How do I know what user roles I should assign to my users?

One of the major benefits of a system featuring Role-based Access Controls (RBAC) is that it allows fine-grained access management to the Cyturus application suite.

Compliance and Risk Tracker - User Product Security Roles

There are ten Product Security Roles within the application.
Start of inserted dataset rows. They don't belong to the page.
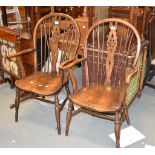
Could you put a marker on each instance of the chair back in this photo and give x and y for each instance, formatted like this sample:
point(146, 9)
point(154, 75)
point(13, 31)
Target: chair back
point(111, 47)
point(56, 39)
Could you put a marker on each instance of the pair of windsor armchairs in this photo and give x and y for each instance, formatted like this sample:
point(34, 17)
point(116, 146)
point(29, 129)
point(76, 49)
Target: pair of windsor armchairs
point(111, 49)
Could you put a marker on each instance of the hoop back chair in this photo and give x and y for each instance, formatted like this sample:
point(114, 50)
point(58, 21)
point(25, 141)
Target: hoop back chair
point(112, 47)
point(56, 38)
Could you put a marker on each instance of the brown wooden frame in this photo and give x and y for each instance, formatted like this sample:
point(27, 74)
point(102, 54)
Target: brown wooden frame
point(53, 32)
point(106, 104)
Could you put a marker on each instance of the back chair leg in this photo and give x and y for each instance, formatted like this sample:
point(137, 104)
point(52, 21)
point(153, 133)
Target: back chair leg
point(117, 129)
point(57, 114)
point(68, 117)
point(17, 102)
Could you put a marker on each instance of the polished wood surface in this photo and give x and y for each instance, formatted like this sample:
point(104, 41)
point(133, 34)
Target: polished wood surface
point(50, 49)
point(111, 50)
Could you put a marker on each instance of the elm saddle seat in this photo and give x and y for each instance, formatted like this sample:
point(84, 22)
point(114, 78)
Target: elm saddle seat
point(36, 83)
point(47, 79)
point(96, 100)
point(111, 50)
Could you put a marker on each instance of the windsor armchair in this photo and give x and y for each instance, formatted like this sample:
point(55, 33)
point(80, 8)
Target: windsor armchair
point(112, 47)
point(56, 38)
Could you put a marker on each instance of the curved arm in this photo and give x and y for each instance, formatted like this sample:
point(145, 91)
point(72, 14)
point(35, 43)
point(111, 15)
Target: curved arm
point(71, 63)
point(21, 53)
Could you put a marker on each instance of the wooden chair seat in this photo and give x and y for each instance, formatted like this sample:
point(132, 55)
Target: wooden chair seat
point(36, 83)
point(98, 98)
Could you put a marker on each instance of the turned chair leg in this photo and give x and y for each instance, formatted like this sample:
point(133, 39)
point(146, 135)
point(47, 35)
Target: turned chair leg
point(117, 129)
point(16, 105)
point(68, 92)
point(68, 117)
point(125, 109)
point(57, 114)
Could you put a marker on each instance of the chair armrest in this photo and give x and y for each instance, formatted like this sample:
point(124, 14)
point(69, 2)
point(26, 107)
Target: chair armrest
point(21, 53)
point(70, 63)
point(144, 43)
point(130, 75)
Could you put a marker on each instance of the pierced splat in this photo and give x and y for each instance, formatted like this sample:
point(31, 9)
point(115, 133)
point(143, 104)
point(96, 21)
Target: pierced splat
point(54, 43)
point(111, 48)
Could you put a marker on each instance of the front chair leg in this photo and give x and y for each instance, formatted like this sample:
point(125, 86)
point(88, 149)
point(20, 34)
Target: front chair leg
point(57, 114)
point(68, 92)
point(17, 102)
point(117, 129)
point(125, 110)
point(68, 117)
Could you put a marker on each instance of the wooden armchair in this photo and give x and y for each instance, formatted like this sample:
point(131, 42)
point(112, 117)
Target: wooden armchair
point(137, 16)
point(112, 47)
point(56, 39)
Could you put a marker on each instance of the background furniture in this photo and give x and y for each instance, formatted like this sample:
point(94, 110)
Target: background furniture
point(150, 68)
point(11, 43)
point(111, 53)
point(56, 39)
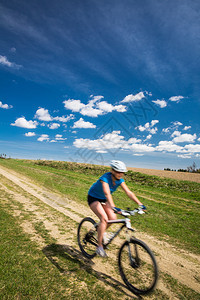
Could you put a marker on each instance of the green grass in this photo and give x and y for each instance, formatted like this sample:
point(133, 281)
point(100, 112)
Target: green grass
point(29, 271)
point(173, 206)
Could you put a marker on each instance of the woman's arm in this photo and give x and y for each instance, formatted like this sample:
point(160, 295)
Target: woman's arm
point(106, 190)
point(130, 194)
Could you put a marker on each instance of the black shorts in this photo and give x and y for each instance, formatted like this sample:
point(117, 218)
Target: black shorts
point(93, 199)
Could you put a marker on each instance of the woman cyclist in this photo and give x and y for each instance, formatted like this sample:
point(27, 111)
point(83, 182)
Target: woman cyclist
point(101, 202)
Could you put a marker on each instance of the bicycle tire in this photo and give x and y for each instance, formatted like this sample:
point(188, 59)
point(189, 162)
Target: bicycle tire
point(138, 267)
point(87, 237)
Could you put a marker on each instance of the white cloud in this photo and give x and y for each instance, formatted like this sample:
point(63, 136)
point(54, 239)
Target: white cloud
point(5, 62)
point(73, 105)
point(168, 146)
point(176, 98)
point(82, 124)
point(113, 140)
point(184, 156)
point(192, 148)
point(5, 106)
point(93, 108)
point(149, 127)
point(161, 103)
point(149, 137)
point(133, 98)
point(174, 126)
point(22, 122)
point(187, 128)
point(59, 137)
point(181, 138)
point(64, 119)
point(54, 126)
point(107, 107)
point(43, 137)
point(42, 114)
point(177, 123)
point(90, 111)
point(30, 134)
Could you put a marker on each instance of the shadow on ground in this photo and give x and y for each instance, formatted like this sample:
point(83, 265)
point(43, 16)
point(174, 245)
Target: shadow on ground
point(71, 255)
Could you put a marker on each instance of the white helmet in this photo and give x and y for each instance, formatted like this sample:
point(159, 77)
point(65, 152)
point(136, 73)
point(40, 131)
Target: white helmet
point(118, 166)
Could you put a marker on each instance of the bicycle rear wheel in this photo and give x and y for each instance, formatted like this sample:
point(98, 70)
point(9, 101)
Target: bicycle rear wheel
point(138, 267)
point(87, 237)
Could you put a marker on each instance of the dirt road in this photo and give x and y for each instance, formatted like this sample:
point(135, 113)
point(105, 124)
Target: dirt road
point(181, 265)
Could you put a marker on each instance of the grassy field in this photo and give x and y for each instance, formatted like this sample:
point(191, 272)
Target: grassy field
point(25, 271)
point(173, 206)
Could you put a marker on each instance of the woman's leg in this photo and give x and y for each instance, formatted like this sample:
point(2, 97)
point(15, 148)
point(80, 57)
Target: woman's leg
point(98, 209)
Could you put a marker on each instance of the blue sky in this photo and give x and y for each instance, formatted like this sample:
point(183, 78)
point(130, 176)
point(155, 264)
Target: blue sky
point(91, 81)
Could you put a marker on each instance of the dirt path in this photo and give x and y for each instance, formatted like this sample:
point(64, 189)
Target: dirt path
point(181, 265)
point(195, 177)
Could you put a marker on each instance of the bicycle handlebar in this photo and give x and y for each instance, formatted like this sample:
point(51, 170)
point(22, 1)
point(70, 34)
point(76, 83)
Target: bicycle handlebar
point(127, 213)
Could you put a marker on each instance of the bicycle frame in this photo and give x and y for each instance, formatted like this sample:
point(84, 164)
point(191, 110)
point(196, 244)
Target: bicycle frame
point(126, 223)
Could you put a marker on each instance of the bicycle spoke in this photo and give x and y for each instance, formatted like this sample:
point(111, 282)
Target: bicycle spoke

However, they are split between User Types: Instance and Client. 

• User Type: Instance
  • Instance Admin - Full access to all instance configurations and data
  • Client Admin - Data Manager role that manages specific client accounts
  • Instance Manager - Manages consulting organization and data across clients
  • Instance Consultant - Designed for non-FTE consultants; cannot hold Entitlements
  • Instance User - Handles tasks and operational duties without direct data management or ownership roles
• User Type: Client
  • Client Manager - Data management role with permissions to manage their client's details and users; includes 'Owner' entitlements
  • Client Consultant - Data management role limited to 'Manager' entitlements; cannot hold 'Owner' entitlements
  • Client User - Contributor role for client-specific data access; allowing 'Owner' but not 'Manager' entitlements

• Both User Types
  • Guest - Provides limited, view-only access to data
  • Auditor - Restricted access for auditing purposes

Third Party Risk Management - User Roles

There are only two roles within the TPRM portal that can be assigned to users:

• Vendor Admin - This user can login as a vendor, view the assessment/submit the assessment, and manage their own users.
• Vendor User - This user can login as a vendor, and view the assessment/submit the assessment.

Self Assessment - User Roles

Similar to the Third Party Risk Management portal there are only two roles that can be assigned to users:

• SA Admin - This user can login as a user, create/view an assessment/submit assessments, and manage their own users.
• SA User - This user can login as a user, and view the assessment/submit assessments.